Here’s an example of how a lone voice can halt big mistakes.
“It wasn’t a bad catch,” said George Haines, state unit fire chief in Monterey and San Benito counties.
When I spoke out on this issue, all the Fire “experts” and lawyers said I was wrong. They said that the County’s best fire experts had met many times over the course of a year – and that there was no problem.
Well, that’s one way to prevent forest fires
Professor Toro
Last Updated: 11/03/2007 01:39:34 AM PDT
Local fire officials credit environmental activist David Dilworth with catching botched language in a rewrite of rural fire safety rules. Dilworth, executive director of Helping Our Peninsula’s Environment, spotted the blooper in a 24-page ordinance that went before directors of the Pebble Beach Community Services District last week to incorporate new state fire codes.

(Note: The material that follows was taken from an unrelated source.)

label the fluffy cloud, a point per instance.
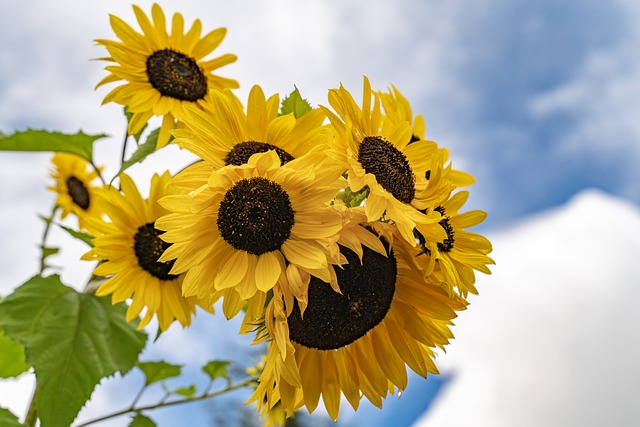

As written, the new law would have required property owners to remove combustible vegetation within 100 feet of their homes or to their property lines — whichever is greater.
The way Dilworth saw it, that would lead to widespread denuding of the natural flora in the Del Monte Forest — Monterey pines, endangered flowers and the like — from property line to property line.
That “greater” should have been “lesser,” fire officials acknowledged, in keeping with 2005 changes in the state fire code that call for five-savvy management of plants within 100 feet of structures.
“It wasn’t a bad catch,” said George Haines, state unit fire chief in Monterey and San Benito counties. The language, being adopted by many local fire departments, is being changed to drop any mention of distances or property lines in favor of a simple reference to the state Public Resources Code, Haines said.
Directors of the Pebble Beach district will take another look at the ordinance Dec. 8. The wordsmithery lends another possible meaning to the environmental group’s acronym, HOPE — Helping Our Peninsula’s English. Well, that’s one way to prevent forest fires.